= John Ireland (theologian) =

John Ireland or Irland (c. 1440 – 1495), also known as Johannes de Irlandia, was a Scottish theologian and diplomat.

==Life==
A native of Scotland (Jean de Launoy, however, states that he was Irish), Ireland was first at St Andrews University but left in 1459 without a degree and joined the University of Paris as student and teacher. According to his own testimony he remained in France, "neare the tyme of thretty yere". Records of the Sorbonne suggest he came from a St Andrews family, although Perth has been suggested as his birthplace. Ireland settled in Paris, and became a doctor of the Sorbonne. As Johannes de Hirlandia he served as Rector of the University of Paris in 1469.

Louis XI of France sent Ireland to Scotland in 1480 to urge James III to declare war on England, and to reconcile Alexander Stewart, Duke of Albany with his brother the king (failing in this). King James induced him to return to live in Scotland, and gave him a benefice. Ireland then acted as his confessor, and wrote an advice book on kingship which was dedicated to his son and successor. His name appears on the rolls of the Scottish parliaments, and he is referred to by the Scottish historians John Lesley and Thomas Dempster.

As rector of Hawick, Ireland was one of the Scottish ambassadors sent in 1484 to France to receive the oath of Charles VIII to the treaty of 1483. On 23 September 1487 Henry VII of England, at the request of King James, granted a safe-conduct to the Bishop of St Andrews and John Irland, clerk.

==Works==
Ireland wrote a book of advice for James III, who died during its compilation, and it was presented to his successor James IV. Divided into seven books, it comes from the Mirrors for princes genre.
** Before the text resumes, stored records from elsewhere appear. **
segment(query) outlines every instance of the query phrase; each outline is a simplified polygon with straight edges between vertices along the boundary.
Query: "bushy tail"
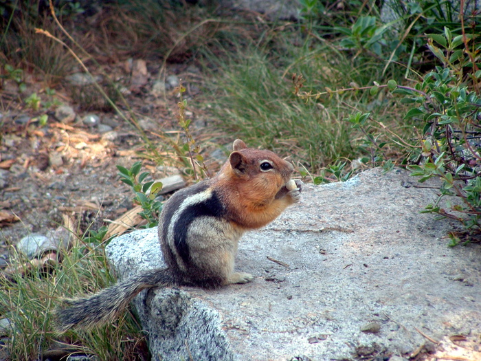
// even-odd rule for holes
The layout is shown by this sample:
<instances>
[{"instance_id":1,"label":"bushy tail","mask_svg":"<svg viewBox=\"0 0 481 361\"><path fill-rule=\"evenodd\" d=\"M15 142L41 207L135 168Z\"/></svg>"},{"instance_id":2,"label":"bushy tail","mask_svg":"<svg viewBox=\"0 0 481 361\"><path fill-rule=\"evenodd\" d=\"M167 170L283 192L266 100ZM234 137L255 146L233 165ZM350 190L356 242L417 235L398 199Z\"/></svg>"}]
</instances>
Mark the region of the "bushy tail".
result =
<instances>
[{"instance_id":1,"label":"bushy tail","mask_svg":"<svg viewBox=\"0 0 481 361\"><path fill-rule=\"evenodd\" d=\"M57 309L57 329L65 332L79 326L90 328L113 320L139 292L146 288L174 283L167 269L149 270L126 278L90 297L65 300L69 306Z\"/></svg>"}]
</instances>

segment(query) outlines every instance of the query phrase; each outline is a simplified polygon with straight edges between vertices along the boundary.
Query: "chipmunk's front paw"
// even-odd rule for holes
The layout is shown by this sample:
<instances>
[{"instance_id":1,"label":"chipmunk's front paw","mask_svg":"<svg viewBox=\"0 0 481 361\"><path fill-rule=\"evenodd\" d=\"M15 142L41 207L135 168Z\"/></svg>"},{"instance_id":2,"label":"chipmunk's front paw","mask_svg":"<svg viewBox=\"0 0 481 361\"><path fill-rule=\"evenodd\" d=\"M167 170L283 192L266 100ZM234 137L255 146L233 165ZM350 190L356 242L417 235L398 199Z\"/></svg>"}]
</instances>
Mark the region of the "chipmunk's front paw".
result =
<instances>
[{"instance_id":1,"label":"chipmunk's front paw","mask_svg":"<svg viewBox=\"0 0 481 361\"><path fill-rule=\"evenodd\" d=\"M250 273L235 272L229 277L228 283L248 283L254 279L254 276Z\"/></svg>"},{"instance_id":2,"label":"chipmunk's front paw","mask_svg":"<svg viewBox=\"0 0 481 361\"><path fill-rule=\"evenodd\" d=\"M293 203L298 203L300 200L300 194L302 191L302 182L300 180L291 179L286 184L286 188L289 190L287 193Z\"/></svg>"}]
</instances>

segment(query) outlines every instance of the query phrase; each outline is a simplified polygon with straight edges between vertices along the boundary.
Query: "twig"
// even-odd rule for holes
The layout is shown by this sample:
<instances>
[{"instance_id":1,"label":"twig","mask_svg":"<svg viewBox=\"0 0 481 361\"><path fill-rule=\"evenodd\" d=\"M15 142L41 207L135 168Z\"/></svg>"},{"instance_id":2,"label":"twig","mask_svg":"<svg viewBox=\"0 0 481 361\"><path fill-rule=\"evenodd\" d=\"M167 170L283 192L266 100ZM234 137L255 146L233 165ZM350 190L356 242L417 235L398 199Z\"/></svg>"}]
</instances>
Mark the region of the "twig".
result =
<instances>
[{"instance_id":1,"label":"twig","mask_svg":"<svg viewBox=\"0 0 481 361\"><path fill-rule=\"evenodd\" d=\"M267 256L267 259L277 263L278 265L280 265L283 267L285 267L286 268L289 268L289 265L287 263L284 263L282 261L278 261L277 259L273 259L272 257L269 257L269 256Z\"/></svg>"},{"instance_id":2,"label":"twig","mask_svg":"<svg viewBox=\"0 0 481 361\"><path fill-rule=\"evenodd\" d=\"M419 333L421 333L421 335L423 337L427 338L427 340L429 340L431 341L432 342L435 343L435 344L438 344L439 343L439 341L436 341L436 340L434 340L434 338L430 338L429 336L428 336L427 335L426 335L425 333L424 333L422 331L421 331L419 329L418 329L416 326L414 326L414 329L415 329L416 331L417 331L418 332L419 332Z\"/></svg>"}]
</instances>

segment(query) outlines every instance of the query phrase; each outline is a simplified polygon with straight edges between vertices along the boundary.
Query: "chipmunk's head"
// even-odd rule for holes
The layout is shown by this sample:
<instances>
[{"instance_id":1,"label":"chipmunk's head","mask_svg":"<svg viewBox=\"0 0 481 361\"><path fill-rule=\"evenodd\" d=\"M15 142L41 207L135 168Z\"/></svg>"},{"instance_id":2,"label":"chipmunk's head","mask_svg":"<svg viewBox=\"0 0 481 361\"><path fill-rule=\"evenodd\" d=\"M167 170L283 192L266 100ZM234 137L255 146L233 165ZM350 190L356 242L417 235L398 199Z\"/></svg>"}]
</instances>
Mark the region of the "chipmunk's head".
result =
<instances>
[{"instance_id":1,"label":"chipmunk's head","mask_svg":"<svg viewBox=\"0 0 481 361\"><path fill-rule=\"evenodd\" d=\"M247 148L239 139L234 142L233 149L226 166L230 166L232 174L239 182L249 182L250 186L270 195L291 179L294 167L276 153Z\"/></svg>"}]
</instances>

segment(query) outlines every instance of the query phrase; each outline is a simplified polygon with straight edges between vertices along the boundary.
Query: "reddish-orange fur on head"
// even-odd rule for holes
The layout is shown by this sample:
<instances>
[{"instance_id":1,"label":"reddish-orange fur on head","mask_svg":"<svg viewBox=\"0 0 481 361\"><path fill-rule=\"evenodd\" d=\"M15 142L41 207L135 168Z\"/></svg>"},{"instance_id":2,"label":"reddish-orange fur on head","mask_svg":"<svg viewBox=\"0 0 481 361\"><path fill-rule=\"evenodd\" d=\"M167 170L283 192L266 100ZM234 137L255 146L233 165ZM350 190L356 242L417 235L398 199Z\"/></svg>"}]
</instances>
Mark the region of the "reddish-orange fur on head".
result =
<instances>
[{"instance_id":1,"label":"reddish-orange fur on head","mask_svg":"<svg viewBox=\"0 0 481 361\"><path fill-rule=\"evenodd\" d=\"M241 140L234 142L234 149L212 186L219 190L231 221L243 228L262 227L293 203L288 195L276 197L293 167L271 151L247 148ZM261 169L265 162L271 169Z\"/></svg>"}]
</instances>

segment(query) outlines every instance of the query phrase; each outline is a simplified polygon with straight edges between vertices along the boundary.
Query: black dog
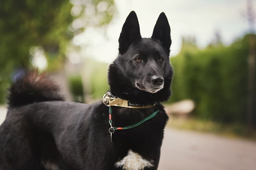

Book III is an exposition of the Apostles' Creed.

Ireland borrowed in it from the works of Jean Gerson, without acknowledgement; and it has also been argued that he used The Tale of Melibee by Geoffrey Chaucer as a source. The work references Troilus and Criseyde, and includes a religious lyric of Thomas Hoccleve, incorrectly attributed to Chaucer. Ireland was rector of Yarrow (de Foresta), when he completed this book at Edinburgh.

The book, preserved in manuscript in the Advocates Library, Edinburgh (MS. 18, 2, 8), and labelled Johannis de Irlandia opera theologica, is a treatise in Scots on the wisdom and discipline necessary to a prince. Usually called the Meroure of Wysdome it is the earliest extant example of original Scots prose. In the text, and in the title of the manuscript, it is noted that Ireland finished the work and gave it to the king in 1490.

Ireland also wrote a substantial Sentences commentary in four books; the last two books survive in manuscript, in Aberdeen University Library. In the Meroure John refers to two other vernacular writings, one of the "commandementis and uthir thingis pretenand to the salvacioune of man", the other, of the "tabill of confessioune". According to Thomas Dempster, Ireland also wrote Reconciliationis Modus ad Jacobum III Regem super dissidio cum Duce Albaniæ.